Nous pouvons alors nous demander comment faire acquérir cette
conscience
phonologique aux élèves et comment l'améliorer. Pour cela, nous
verrons dans un premier temps ce qu'est la conscience phonologique et comment
elle se développe. Puis dans un second temps la méthodologie mise en place en
grande section de maternelle. Et enfin quel résultat, nous avons obtenu après cette
situation d'apprentissage.
I) PARTIE THEORIQUE : LA CONSCIENCE PHONOLOGIQUE :
I.1) Définition :
La phonologie est la science qui explique les systèmes de sons des langues
et leurs règles de fonctionnement. Elle ne définit pas les mots sémantiquement mais
elle permet de les différencier les uns par rapport aux autres.

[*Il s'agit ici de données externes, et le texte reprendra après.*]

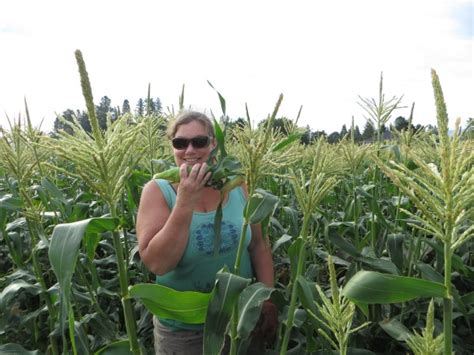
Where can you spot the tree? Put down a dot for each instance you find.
(400, 123)
(140, 107)
(334, 137)
(102, 110)
(357, 134)
(158, 106)
(343, 132)
(125, 106)
(149, 105)
(307, 136)
(83, 119)
(283, 124)
(68, 115)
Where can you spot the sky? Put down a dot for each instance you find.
(321, 55)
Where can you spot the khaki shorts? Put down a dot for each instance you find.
(181, 342)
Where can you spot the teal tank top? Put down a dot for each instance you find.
(196, 271)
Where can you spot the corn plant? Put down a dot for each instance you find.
(426, 343)
(103, 161)
(261, 153)
(443, 196)
(309, 191)
(336, 313)
(21, 161)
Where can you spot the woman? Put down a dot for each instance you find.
(176, 236)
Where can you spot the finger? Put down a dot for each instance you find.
(206, 177)
(194, 171)
(202, 171)
(183, 171)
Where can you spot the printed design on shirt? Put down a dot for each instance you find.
(203, 240)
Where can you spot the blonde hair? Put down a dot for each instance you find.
(186, 117)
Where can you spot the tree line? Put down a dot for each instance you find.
(154, 106)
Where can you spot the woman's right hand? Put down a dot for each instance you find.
(191, 183)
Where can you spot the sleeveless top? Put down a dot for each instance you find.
(196, 271)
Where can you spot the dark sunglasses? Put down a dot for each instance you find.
(197, 142)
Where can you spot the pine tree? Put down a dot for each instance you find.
(140, 107)
(369, 131)
(125, 106)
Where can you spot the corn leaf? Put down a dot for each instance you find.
(11, 203)
(220, 138)
(64, 250)
(395, 329)
(288, 140)
(260, 205)
(164, 302)
(376, 288)
(121, 347)
(16, 349)
(250, 305)
(223, 298)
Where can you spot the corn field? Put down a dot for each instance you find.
(372, 243)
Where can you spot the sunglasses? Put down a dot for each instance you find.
(197, 142)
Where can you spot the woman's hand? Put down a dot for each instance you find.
(191, 183)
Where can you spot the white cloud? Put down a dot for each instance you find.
(321, 56)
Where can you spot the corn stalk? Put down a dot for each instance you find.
(20, 160)
(443, 195)
(262, 152)
(337, 313)
(103, 161)
(309, 192)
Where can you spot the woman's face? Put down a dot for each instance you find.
(192, 155)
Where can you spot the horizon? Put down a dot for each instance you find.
(321, 57)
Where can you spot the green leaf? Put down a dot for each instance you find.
(429, 273)
(220, 138)
(456, 260)
(282, 240)
(379, 264)
(53, 191)
(307, 296)
(184, 306)
(395, 329)
(64, 250)
(250, 305)
(468, 298)
(121, 347)
(12, 292)
(395, 249)
(16, 349)
(287, 141)
(11, 203)
(260, 205)
(342, 243)
(375, 288)
(224, 295)
(293, 253)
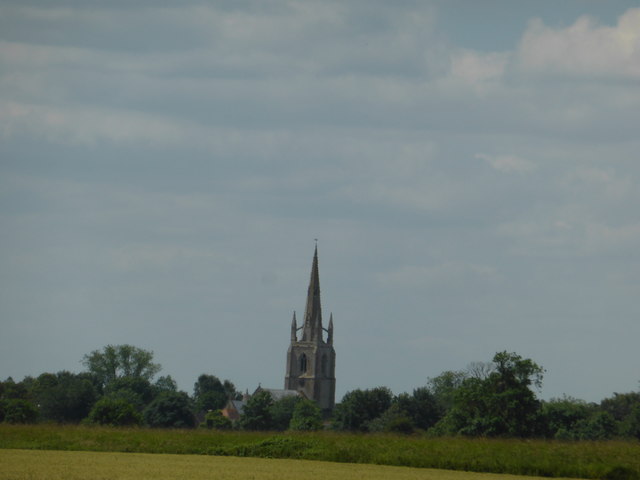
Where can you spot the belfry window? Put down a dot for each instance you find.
(303, 363)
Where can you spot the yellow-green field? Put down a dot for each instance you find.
(57, 465)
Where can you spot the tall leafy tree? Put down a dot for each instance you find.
(502, 404)
(209, 393)
(282, 410)
(359, 407)
(116, 412)
(170, 410)
(64, 396)
(257, 412)
(117, 361)
(306, 416)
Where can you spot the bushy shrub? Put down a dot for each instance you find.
(20, 411)
(116, 412)
(170, 410)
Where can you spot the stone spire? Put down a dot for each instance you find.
(294, 328)
(312, 330)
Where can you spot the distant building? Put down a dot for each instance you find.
(233, 409)
(311, 360)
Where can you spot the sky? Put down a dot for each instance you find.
(470, 170)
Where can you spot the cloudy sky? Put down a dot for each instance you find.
(470, 169)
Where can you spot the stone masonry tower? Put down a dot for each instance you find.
(311, 360)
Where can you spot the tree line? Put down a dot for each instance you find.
(496, 398)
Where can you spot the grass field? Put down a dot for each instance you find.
(56, 465)
(614, 460)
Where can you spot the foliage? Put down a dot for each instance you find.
(502, 404)
(257, 412)
(625, 410)
(394, 420)
(215, 420)
(443, 388)
(165, 384)
(562, 415)
(520, 457)
(281, 412)
(116, 412)
(359, 407)
(137, 391)
(421, 408)
(18, 410)
(116, 361)
(210, 393)
(64, 396)
(170, 410)
(306, 416)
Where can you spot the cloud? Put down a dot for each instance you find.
(584, 49)
(477, 68)
(508, 163)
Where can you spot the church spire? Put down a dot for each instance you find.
(294, 328)
(312, 331)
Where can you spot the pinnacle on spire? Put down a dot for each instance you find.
(313, 312)
(294, 327)
(330, 330)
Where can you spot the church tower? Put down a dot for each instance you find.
(311, 359)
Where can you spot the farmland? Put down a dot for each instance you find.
(57, 465)
(517, 457)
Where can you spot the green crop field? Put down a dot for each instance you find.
(611, 460)
(57, 465)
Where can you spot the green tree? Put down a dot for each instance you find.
(421, 408)
(359, 407)
(65, 396)
(116, 412)
(562, 415)
(215, 420)
(281, 412)
(117, 361)
(394, 420)
(306, 416)
(502, 404)
(165, 384)
(137, 391)
(625, 410)
(18, 410)
(443, 388)
(210, 393)
(170, 410)
(257, 412)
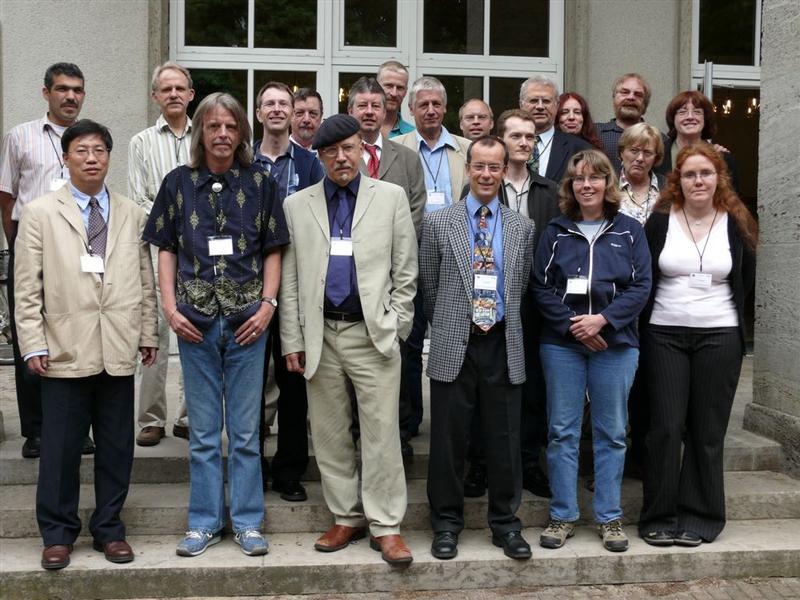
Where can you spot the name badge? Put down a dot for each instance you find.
(342, 247)
(436, 198)
(220, 245)
(485, 282)
(700, 280)
(92, 264)
(57, 183)
(578, 286)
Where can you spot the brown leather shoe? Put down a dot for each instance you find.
(56, 556)
(150, 436)
(392, 548)
(118, 551)
(338, 537)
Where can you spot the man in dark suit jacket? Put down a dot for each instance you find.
(539, 97)
(294, 169)
(473, 272)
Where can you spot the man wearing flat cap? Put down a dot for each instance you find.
(349, 279)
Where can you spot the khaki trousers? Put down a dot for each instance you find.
(348, 353)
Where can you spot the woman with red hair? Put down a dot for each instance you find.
(574, 117)
(702, 240)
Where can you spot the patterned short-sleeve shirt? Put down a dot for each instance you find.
(194, 205)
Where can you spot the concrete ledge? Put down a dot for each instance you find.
(782, 427)
(161, 509)
(745, 549)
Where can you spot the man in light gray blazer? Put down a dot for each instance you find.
(476, 354)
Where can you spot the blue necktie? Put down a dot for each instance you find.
(340, 268)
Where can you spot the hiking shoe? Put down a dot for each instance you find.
(196, 542)
(614, 539)
(556, 533)
(252, 542)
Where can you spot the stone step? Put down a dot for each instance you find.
(161, 509)
(745, 549)
(169, 462)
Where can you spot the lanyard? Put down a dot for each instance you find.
(52, 143)
(708, 235)
(438, 168)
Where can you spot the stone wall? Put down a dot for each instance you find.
(775, 411)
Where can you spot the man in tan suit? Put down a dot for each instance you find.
(86, 304)
(343, 318)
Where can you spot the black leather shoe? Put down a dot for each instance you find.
(535, 481)
(475, 481)
(661, 537)
(88, 446)
(32, 448)
(445, 545)
(513, 545)
(291, 490)
(687, 538)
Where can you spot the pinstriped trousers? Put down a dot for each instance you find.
(691, 376)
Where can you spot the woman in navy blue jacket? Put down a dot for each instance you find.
(592, 278)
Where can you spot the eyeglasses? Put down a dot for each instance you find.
(494, 168)
(581, 179)
(83, 152)
(333, 151)
(693, 175)
(637, 151)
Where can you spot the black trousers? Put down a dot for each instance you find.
(483, 384)
(691, 376)
(291, 457)
(70, 406)
(29, 390)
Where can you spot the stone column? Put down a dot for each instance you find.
(775, 410)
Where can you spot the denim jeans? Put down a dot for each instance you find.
(607, 376)
(219, 375)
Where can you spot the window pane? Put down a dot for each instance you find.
(453, 26)
(727, 31)
(370, 23)
(504, 93)
(294, 79)
(519, 27)
(216, 23)
(208, 81)
(285, 24)
(458, 89)
(346, 81)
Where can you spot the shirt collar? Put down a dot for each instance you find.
(473, 205)
(445, 139)
(162, 125)
(331, 187)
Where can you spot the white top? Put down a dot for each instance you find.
(679, 304)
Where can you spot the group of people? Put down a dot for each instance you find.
(554, 264)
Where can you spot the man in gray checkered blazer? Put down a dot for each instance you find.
(471, 366)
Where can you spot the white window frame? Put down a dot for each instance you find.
(332, 57)
(727, 75)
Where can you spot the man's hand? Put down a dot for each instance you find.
(586, 326)
(183, 328)
(251, 330)
(296, 362)
(148, 355)
(38, 364)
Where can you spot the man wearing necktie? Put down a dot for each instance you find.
(475, 262)
(349, 279)
(86, 306)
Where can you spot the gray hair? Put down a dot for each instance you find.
(537, 80)
(166, 66)
(243, 152)
(426, 84)
(365, 85)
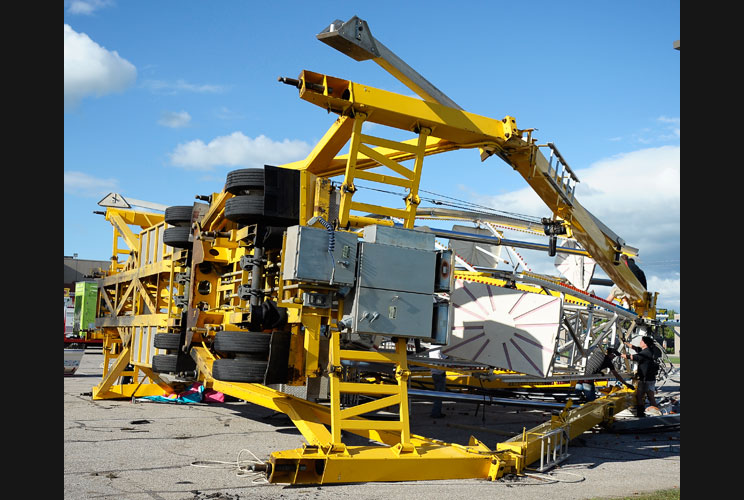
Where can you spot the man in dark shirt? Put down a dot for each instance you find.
(648, 368)
(637, 271)
(586, 387)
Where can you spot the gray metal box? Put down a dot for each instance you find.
(441, 323)
(396, 268)
(306, 256)
(390, 312)
(399, 237)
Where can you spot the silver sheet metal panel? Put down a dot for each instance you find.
(396, 268)
(392, 312)
(399, 237)
(307, 257)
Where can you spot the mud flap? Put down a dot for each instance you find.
(278, 370)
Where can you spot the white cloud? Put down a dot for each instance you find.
(174, 119)
(636, 195)
(87, 7)
(171, 88)
(91, 70)
(237, 150)
(82, 184)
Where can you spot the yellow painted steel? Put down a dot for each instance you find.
(500, 137)
(138, 295)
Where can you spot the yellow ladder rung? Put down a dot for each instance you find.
(387, 143)
(381, 425)
(382, 179)
(377, 209)
(370, 406)
(384, 160)
(380, 357)
(361, 388)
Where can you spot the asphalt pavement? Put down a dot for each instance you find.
(117, 449)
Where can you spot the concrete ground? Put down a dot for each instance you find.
(138, 451)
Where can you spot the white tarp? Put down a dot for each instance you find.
(577, 269)
(503, 327)
(476, 254)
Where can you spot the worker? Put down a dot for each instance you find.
(586, 387)
(440, 384)
(646, 356)
(616, 293)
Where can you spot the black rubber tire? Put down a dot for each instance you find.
(179, 215)
(172, 363)
(177, 237)
(594, 362)
(244, 178)
(242, 342)
(246, 209)
(167, 341)
(239, 370)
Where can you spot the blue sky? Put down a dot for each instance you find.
(162, 99)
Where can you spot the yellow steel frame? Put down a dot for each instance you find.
(401, 456)
(138, 297)
(457, 129)
(136, 301)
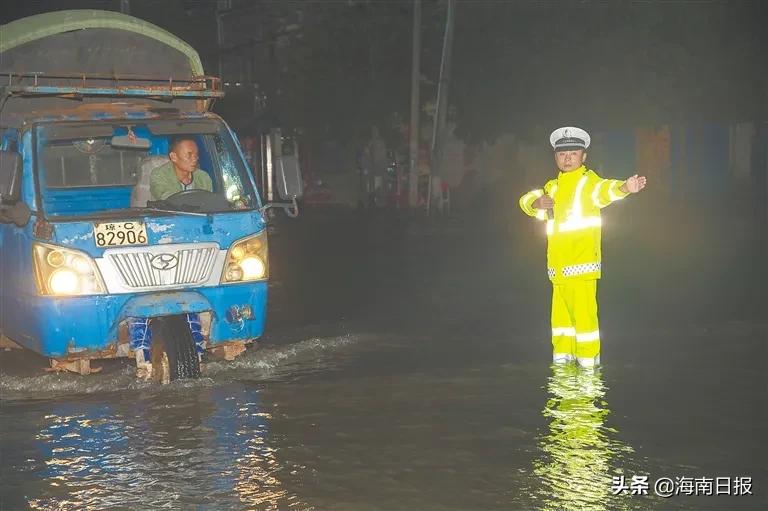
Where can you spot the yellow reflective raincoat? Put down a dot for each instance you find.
(573, 234)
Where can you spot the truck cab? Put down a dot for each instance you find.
(103, 253)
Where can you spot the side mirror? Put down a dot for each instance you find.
(289, 183)
(10, 177)
(128, 142)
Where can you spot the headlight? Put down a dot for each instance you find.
(247, 260)
(65, 272)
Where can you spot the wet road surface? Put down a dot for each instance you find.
(407, 367)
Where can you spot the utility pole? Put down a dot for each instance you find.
(413, 182)
(439, 134)
(222, 7)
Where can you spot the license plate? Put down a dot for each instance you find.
(120, 234)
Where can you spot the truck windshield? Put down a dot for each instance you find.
(89, 169)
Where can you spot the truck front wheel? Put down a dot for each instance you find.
(173, 350)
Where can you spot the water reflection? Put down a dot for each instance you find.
(253, 470)
(580, 451)
(180, 449)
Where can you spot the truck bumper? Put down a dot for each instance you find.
(79, 325)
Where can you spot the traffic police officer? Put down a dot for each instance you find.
(570, 205)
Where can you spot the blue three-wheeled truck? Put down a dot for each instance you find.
(94, 262)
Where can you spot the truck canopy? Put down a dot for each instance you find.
(50, 59)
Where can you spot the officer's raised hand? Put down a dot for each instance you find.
(633, 184)
(545, 202)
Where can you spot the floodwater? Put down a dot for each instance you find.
(407, 367)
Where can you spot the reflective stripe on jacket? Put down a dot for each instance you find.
(573, 232)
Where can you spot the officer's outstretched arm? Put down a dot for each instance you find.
(607, 191)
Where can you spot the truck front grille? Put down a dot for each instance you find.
(145, 269)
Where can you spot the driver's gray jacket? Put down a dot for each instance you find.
(163, 182)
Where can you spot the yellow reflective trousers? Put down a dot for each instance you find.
(575, 330)
(574, 257)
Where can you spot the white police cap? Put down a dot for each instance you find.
(569, 138)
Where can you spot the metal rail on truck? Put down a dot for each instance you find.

La conscience phonologique est l’habileté à entendre, identifier et manipuler les
sons isolés de la langue parlée. Elle est la conscience de toute unité linguistique
telle que les syllabes, les rimes, et les
phonèmes. Elle permet des opérations
mentales sur le langage parlé comme par exemple, la segmentation des mots en
syllabes, la suppression du premier phonème d’une syllabe…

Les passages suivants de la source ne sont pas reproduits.